We need to think more about the ways that multiple places within a cluster may act synergistically to enhance viral propagation. The outbreak in the Itaewon district of Soeul, cited above, points to a model where an index case moves from one place to another within the cluster. More generally, when there is high mobility between places, they may function effectively as one place. If an average of 20 patrons attended each of five interconnected bars on a single night, we would end up with an “event” with 100 attendees. When a student says to his friends, “Let’s go to bar A and if we can’t get in, we’ll just go to bar B,” we have a classic network externality where the mere availability of bar B enhances the demand for, and thus the transmission potential of, bar A.
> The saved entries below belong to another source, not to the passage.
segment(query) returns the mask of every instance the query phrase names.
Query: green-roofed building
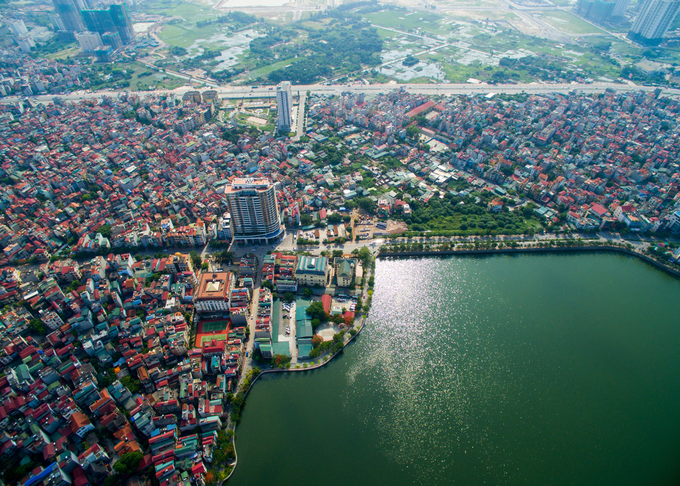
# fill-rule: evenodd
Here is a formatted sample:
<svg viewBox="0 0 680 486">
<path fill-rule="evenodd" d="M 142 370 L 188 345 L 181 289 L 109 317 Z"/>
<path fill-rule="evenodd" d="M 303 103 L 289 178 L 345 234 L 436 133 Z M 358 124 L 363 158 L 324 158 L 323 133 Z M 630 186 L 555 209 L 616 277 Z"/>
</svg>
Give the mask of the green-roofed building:
<svg viewBox="0 0 680 486">
<path fill-rule="evenodd" d="M 338 279 L 338 287 L 349 287 L 354 279 L 354 269 L 357 261 L 354 258 L 336 258 L 335 276 Z"/>
<path fill-rule="evenodd" d="M 300 339 L 309 338 L 314 336 L 314 331 L 312 330 L 312 320 L 303 319 L 295 322 L 295 336 L 300 343 Z"/>
<path fill-rule="evenodd" d="M 288 344 L 288 341 L 284 341 L 282 343 L 273 343 L 272 344 L 272 354 L 273 355 L 280 354 L 281 356 L 290 356 L 290 346 Z"/>
<path fill-rule="evenodd" d="M 260 353 L 262 353 L 263 358 L 271 358 L 272 355 L 272 345 L 269 343 L 260 343 Z"/>
<path fill-rule="evenodd" d="M 301 256 L 295 269 L 295 280 L 301 285 L 325 287 L 330 268 L 326 257 Z"/>
<path fill-rule="evenodd" d="M 311 344 L 298 344 L 298 359 L 309 359 L 309 353 L 311 352 Z"/>
</svg>

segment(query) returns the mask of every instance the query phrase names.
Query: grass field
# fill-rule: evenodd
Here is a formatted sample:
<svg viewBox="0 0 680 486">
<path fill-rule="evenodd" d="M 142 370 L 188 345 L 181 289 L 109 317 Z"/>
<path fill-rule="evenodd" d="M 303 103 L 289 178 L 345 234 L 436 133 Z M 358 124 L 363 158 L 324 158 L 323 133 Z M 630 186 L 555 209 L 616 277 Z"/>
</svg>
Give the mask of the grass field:
<svg viewBox="0 0 680 486">
<path fill-rule="evenodd" d="M 602 34 L 604 31 L 598 29 L 594 25 L 589 24 L 577 16 L 564 12 L 562 10 L 554 10 L 545 12 L 541 15 L 541 19 L 549 23 L 556 29 L 561 30 L 565 34 Z"/>
<path fill-rule="evenodd" d="M 189 22 L 213 19 L 218 12 L 204 5 L 185 3 L 177 0 L 155 0 L 144 2 L 144 11 L 148 13 L 163 14 L 168 17 L 182 17 Z"/>
<path fill-rule="evenodd" d="M 160 33 L 160 38 L 171 46 L 190 47 L 197 39 L 208 39 L 210 36 L 220 32 L 224 27 L 220 25 L 209 25 L 198 28 L 191 24 L 166 25 Z"/>
<path fill-rule="evenodd" d="M 73 47 L 69 47 L 68 49 L 64 49 L 63 51 L 58 51 L 58 52 L 55 52 L 53 54 L 48 54 L 45 57 L 47 59 L 50 59 L 51 61 L 56 61 L 56 60 L 59 60 L 59 59 L 66 59 L 69 56 L 75 56 L 76 54 L 78 54 L 78 52 L 80 52 L 80 47 L 73 46 Z"/>
<path fill-rule="evenodd" d="M 403 11 L 375 12 L 364 15 L 364 18 L 383 27 L 403 30 L 423 29 L 433 33 L 438 30 L 438 22 L 441 20 L 440 16 L 428 12 Z"/>
<path fill-rule="evenodd" d="M 294 61 L 295 61 L 295 58 L 291 57 L 290 59 L 286 59 L 284 61 L 279 61 L 279 62 L 276 62 L 274 64 L 270 64 L 269 66 L 263 66 L 261 68 L 254 69 L 254 70 L 250 71 L 248 73 L 248 76 L 250 76 L 250 78 L 252 78 L 252 79 L 257 79 L 257 78 L 260 78 L 262 76 L 266 76 L 267 74 L 271 73 L 272 71 L 276 71 L 277 69 L 280 69 L 282 67 L 289 66 L 289 65 L 293 64 Z"/>
</svg>

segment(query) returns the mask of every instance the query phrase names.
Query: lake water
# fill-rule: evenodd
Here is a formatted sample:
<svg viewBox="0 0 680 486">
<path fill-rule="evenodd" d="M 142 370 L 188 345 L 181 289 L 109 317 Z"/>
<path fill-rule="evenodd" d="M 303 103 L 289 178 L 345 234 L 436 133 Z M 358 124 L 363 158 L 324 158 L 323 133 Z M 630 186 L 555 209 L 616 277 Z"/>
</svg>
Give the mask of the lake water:
<svg viewBox="0 0 680 486">
<path fill-rule="evenodd" d="M 680 281 L 631 257 L 379 261 L 369 324 L 261 379 L 230 485 L 672 485 Z"/>
</svg>

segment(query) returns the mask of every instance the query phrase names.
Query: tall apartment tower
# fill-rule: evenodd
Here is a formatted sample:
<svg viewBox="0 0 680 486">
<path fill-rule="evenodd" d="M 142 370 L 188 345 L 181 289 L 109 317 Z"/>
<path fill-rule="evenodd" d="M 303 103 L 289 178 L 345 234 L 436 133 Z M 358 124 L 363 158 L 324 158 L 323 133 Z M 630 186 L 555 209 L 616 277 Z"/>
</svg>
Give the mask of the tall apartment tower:
<svg viewBox="0 0 680 486">
<path fill-rule="evenodd" d="M 65 30 L 72 32 L 82 32 L 85 25 L 80 18 L 80 11 L 73 0 L 52 0 L 54 10 L 61 18 Z"/>
<path fill-rule="evenodd" d="M 578 0 L 574 7 L 577 14 L 597 23 L 609 20 L 614 8 L 614 2 L 605 0 Z"/>
<path fill-rule="evenodd" d="M 81 11 L 87 30 L 104 35 L 107 32 L 117 32 L 120 42 L 129 44 L 135 36 L 127 6 L 111 5 L 108 10 Z"/>
<path fill-rule="evenodd" d="M 626 14 L 626 10 L 628 10 L 628 5 L 630 5 L 630 0 L 617 0 L 614 11 L 612 12 L 612 17 L 623 17 Z"/>
<path fill-rule="evenodd" d="M 290 82 L 283 81 L 276 88 L 276 129 L 280 132 L 290 132 L 292 125 L 290 111 L 293 108 L 293 95 Z"/>
<path fill-rule="evenodd" d="M 224 194 L 234 242 L 273 243 L 283 234 L 276 189 L 269 180 L 236 178 Z"/>
<path fill-rule="evenodd" d="M 641 44 L 657 46 L 680 10 L 679 0 L 646 0 L 628 37 Z"/>
</svg>

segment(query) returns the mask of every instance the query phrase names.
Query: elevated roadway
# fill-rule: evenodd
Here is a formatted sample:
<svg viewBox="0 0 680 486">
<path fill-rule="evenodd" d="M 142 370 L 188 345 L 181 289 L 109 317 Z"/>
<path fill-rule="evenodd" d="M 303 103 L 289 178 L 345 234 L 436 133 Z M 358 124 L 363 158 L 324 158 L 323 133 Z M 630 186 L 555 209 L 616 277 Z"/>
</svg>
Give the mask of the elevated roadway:
<svg viewBox="0 0 680 486">
<path fill-rule="evenodd" d="M 220 86 L 215 89 L 221 98 L 227 99 L 251 99 L 251 98 L 275 98 L 276 87 L 273 86 Z M 607 89 L 613 89 L 617 92 L 632 92 L 632 91 L 654 91 L 655 87 L 638 86 L 635 84 L 617 84 L 617 83 L 592 83 L 592 84 L 578 84 L 578 83 L 564 83 L 564 84 L 541 84 L 541 83 L 525 83 L 525 84 L 313 84 L 313 85 L 298 85 L 293 86 L 294 91 L 317 95 L 339 95 L 344 92 L 350 93 L 365 93 L 378 94 L 387 93 L 394 89 L 403 89 L 406 92 L 423 95 L 486 95 L 489 93 L 505 93 L 505 94 L 546 94 L 546 93 L 568 93 L 570 91 L 578 91 L 582 93 L 604 93 Z M 658 88 L 661 89 L 662 95 L 677 98 L 680 96 L 680 89 L 675 88 Z M 145 96 L 148 94 L 169 94 L 175 96 L 182 96 L 187 91 L 196 90 L 194 87 L 182 86 L 174 90 L 155 90 L 155 91 L 127 91 L 129 94 L 138 96 Z M 63 101 L 84 101 L 89 99 L 100 99 L 104 96 L 116 97 L 119 91 L 97 91 L 86 92 L 76 91 L 68 95 L 39 95 L 29 97 L 30 100 L 40 103 L 49 103 L 54 98 L 60 98 Z M 16 103 L 24 99 L 24 96 L 6 96 L 0 98 L 0 103 Z"/>
</svg>

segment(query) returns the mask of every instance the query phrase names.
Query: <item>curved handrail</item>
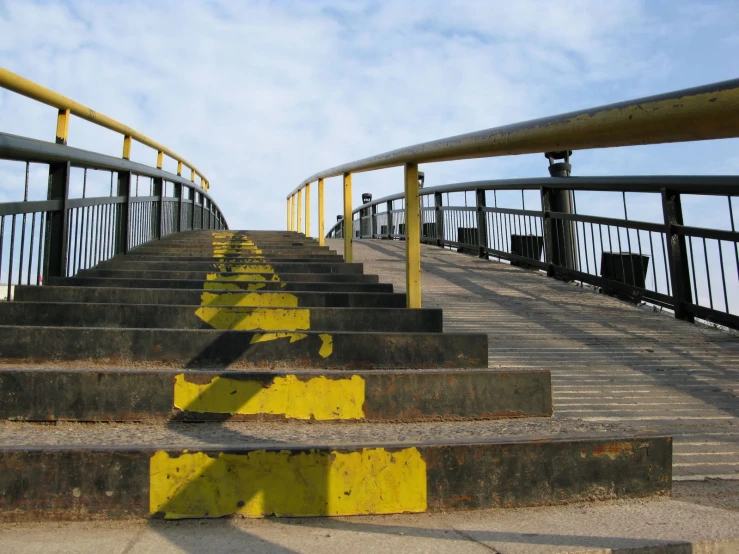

Even more broadly, we need to think about systemic factors that influence viral propagation, and not simply the characteristics of individuals or the places they go to. The epidemic in Los Angeles County has been sustained in great part by intra-household transmission among multigenerational families. But the larger question is what public policies have enhanced or mitigated these housing conditions. The spread of coronavirus in New York City and other metropolises may have been enhanced by individuals of high mobility. But the larger question is what transportationnetworks carried them from one place to another.